CUANDO SE LES DEBE DAR FORMACIÓN A LOS TRABAJADORES EN MATERIA DE PRL

 

 

El primer punto del articulo 19 de la ley 31/1995 de PRL, ya nos indica que el empresario deberá garantizar que cada trabajador reciba una formación teórica y práctica, suficiente y adecuada, en materia de prl. ¿pero cuando es suficiente?, ¿Cuándo obligatoria?

Obligatoria siempre, cada trabajador, debe ser informado y formado antes incluso de iniciar su actividad laboral. ¿pero es suficiente la formación que recibe?

 

Según fuentes del INSHT, prácticamente el 40% de los trabajadores no tiene formación de los riesgos de su lugar de trabajo, llegando a rozar el 45% en caso de trabajos temporales.

 

Si omitimos las actividades de construcción, metal, cristal, madera y todas aquellas actividades que se incluyen en el Anexo 1 donde por convenio, los trabajadores deben poseer una formación en PRL mínima de 20 Horas, otros sectores reciben formación insuficiente, y en muchos casos, impartida sin demasiadas garantías.

 

La formación debe ser amena, participativa, estructurada claro está, pero sobre todo eficaz.

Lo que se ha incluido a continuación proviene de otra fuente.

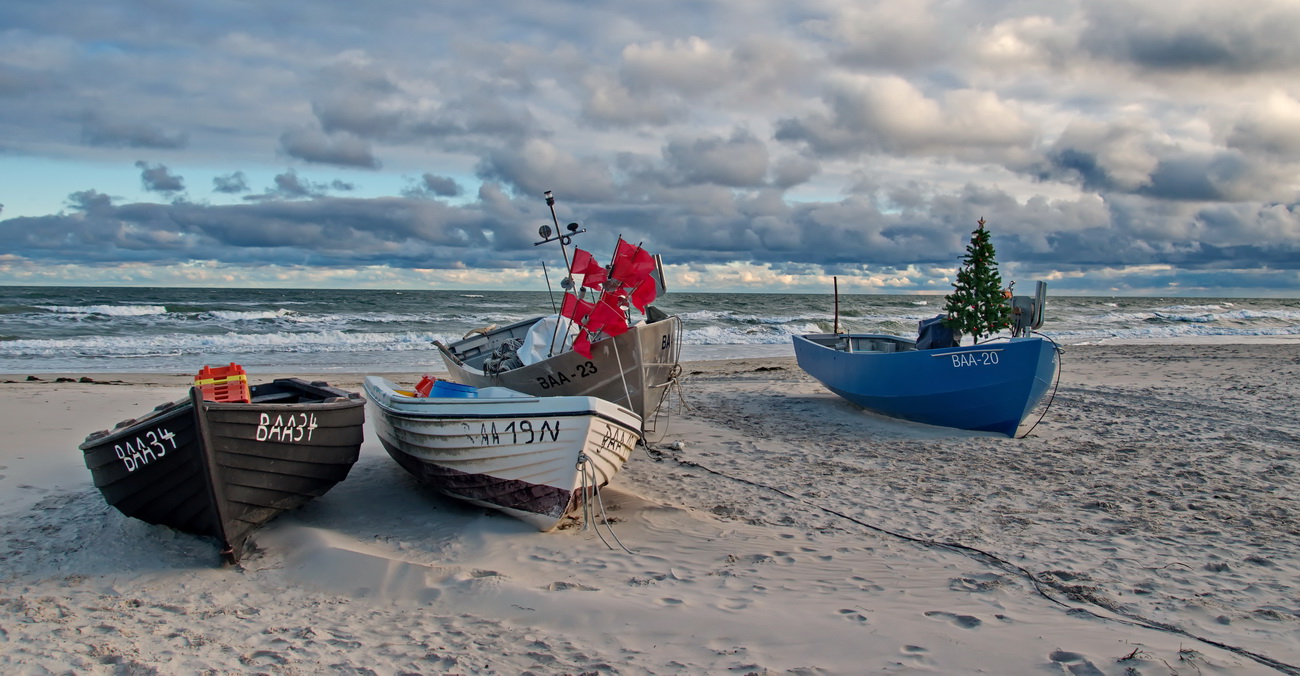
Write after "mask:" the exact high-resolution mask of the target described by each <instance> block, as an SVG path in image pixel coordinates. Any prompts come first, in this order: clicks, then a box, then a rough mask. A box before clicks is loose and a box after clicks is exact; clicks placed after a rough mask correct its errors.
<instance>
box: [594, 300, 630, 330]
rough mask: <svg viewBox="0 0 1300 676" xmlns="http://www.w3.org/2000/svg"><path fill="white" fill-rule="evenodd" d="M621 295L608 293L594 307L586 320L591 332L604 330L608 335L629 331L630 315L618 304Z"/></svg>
mask: <svg viewBox="0 0 1300 676" xmlns="http://www.w3.org/2000/svg"><path fill="white" fill-rule="evenodd" d="M617 303H619V296H616V295H611V294H606V295H604V296H603V298H601V300H599V302H598V303H597V304H595V307H594V308H591V315H590V317H589V318H588V321H586V325H585V326H586V329H588V330H589V331H604V334H606V335H619V334H624V333H627V331H628V317H627V315H625V312H624V311H623V308H621V307H619V305H617Z"/></svg>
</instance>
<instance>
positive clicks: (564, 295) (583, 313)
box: [560, 294, 594, 324]
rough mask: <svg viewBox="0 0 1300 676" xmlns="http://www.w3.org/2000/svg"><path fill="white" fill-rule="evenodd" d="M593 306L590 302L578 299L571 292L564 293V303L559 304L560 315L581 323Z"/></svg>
mask: <svg viewBox="0 0 1300 676" xmlns="http://www.w3.org/2000/svg"><path fill="white" fill-rule="evenodd" d="M593 307H594V305H593V304H591V303H588V302H586V300H578V298H577V296H576V295H573V294H564V303H563V304H562V305H560V316H564V317H568V318H571V320H573V321H576V322H578V324H582V322H584V321H585V320H586V317H588V316H589V315H590V313H591V309H593Z"/></svg>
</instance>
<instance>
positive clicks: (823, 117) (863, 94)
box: [775, 75, 1034, 160]
mask: <svg viewBox="0 0 1300 676" xmlns="http://www.w3.org/2000/svg"><path fill="white" fill-rule="evenodd" d="M823 100H824V103H826V110H824V112H815V113H810V114H807V116H805V117H802V118H787V120H781V121H780V122H779V123H777V127H776V135H775V138H776V139H777V140H784V142H790V143H806V144H807V146H809V147H810V148H811V151H813V152H816V153H819V155H839V156H857V155H861V153H875V152H883V153H889V155H911V153H922V155H936V156H959V157H969V159H989V160H995V159H997V157H998V156H1002V155H1005V153H1008V151H1009V149H1014V148H1022V147H1028V146H1030V144H1031V143H1032V142H1034V130H1032V127H1031V125H1030V123H1028V122H1026V121H1024V120H1023V117H1022V116H1021V114H1019V113H1018V112H1017V110H1015V109H1014V107H1013V105H1009V104H1008V103H1005V101H1002V100H1001V99H1000V98H998V96H997V95H996V94H993V92H988V91H975V90H953V91H946V92H943V94H940V95H939V96H937V98H931V96H927V95H926V94H924V92H922V91H920V90H919V88H917V86H915V85H913V83H910V82H907V81H905V79H902V78H900V77H894V75H887V77H874V75H872V77H853V75H845V77H839V78H835V79H832V81H831V82H829V83H828V87H827V92H826V94H824V96H823Z"/></svg>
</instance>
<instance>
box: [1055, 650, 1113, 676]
mask: <svg viewBox="0 0 1300 676" xmlns="http://www.w3.org/2000/svg"><path fill="white" fill-rule="evenodd" d="M1048 659H1050V660H1052V662H1056V663H1057V664H1061V666H1062V667H1065V671H1066V672H1067V673H1071V675H1074V676H1104V672H1102V671H1101V669H1099V668H1097V666H1096V664H1093V663H1092V662H1089V660H1088V658H1086V656H1083V655H1080V654H1078V653H1070V651H1069V650H1053V651H1052V654H1050V655H1048Z"/></svg>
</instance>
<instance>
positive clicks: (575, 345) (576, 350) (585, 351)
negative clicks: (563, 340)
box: [573, 329, 591, 359]
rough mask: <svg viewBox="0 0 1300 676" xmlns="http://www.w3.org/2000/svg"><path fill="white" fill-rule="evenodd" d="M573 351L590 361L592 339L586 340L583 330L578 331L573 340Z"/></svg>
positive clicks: (586, 338)
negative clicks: (583, 356)
mask: <svg viewBox="0 0 1300 676" xmlns="http://www.w3.org/2000/svg"><path fill="white" fill-rule="evenodd" d="M573 351H576V352H577V354H580V355H582V356H585V357H588V359H591V339H590V338H588V335H586V330H585V329H578V331H577V337H575V338H573Z"/></svg>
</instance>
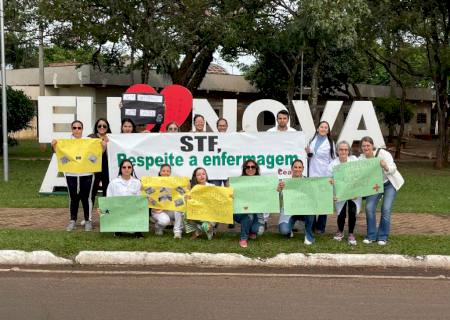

Que los propios alumnos participen, que se preocupen en el porqué, de lo que se les está enseñando, ello es garantía de que se ha impartido una buena formación, de que esos trabajadores han aprendido, de que ellos mismos llevaran a termino las buenas practicas sobre las que han sido informados y, sobre todo, garantía de que el porcentaje de siniestralidad que pudieran producirse disminuirá notablemente. Estarán bien formados y preparados para desarrollar la actividad en su lugar de trabajo de forma segura y responsable.

Cultura preventiva… ¿necesaria?

Sin existir como tal una definición específica para la “Cultura Preventiva”, entendemos de ella que es el conjunto de actitudes y creencias positivas, existentes en una empresa con respecto a la gestión de Seguridad y salud en el Trabajo.
¿Pero es realmente necesaria?
Las estadísticas han demostrado a lo largo de esta crisis financiera vivida estos últimos años, un repunte elevado de los accidentes laborales. Queda con ello constatado que prima la productividad por encima de la seguridad, sin tener en cuenta los riesgos que esto llega a ocasionar.

La ley 31/1995, establece las obligaciones que tiene el empresario en materia de Prevención de Riesgos Laborales. Aunque en época de vacas flacas queda mas que demostrado los recortes que se aplican en materia de Prevención.
Hoy día en prácticamente la totalidad de carreras universitarias, y ciclos formativos existen asignaturas donde se trata la prevención de riesgos laborales, ¿pero esto llega a ser suficiente? Memorizar la ley antes mencionada, vomitarla en el examen y se acabo la prevención.
Posiblemente debieran incluir el coste de la no prevención, el coste material, el coste personal y el coste económico, crear conciencia preventiva desde la etapa estudiantil y quizás solo quizás los trabajos del futuro lleguen a un nivel de seguridad donde no se produzcan accidentes laborales.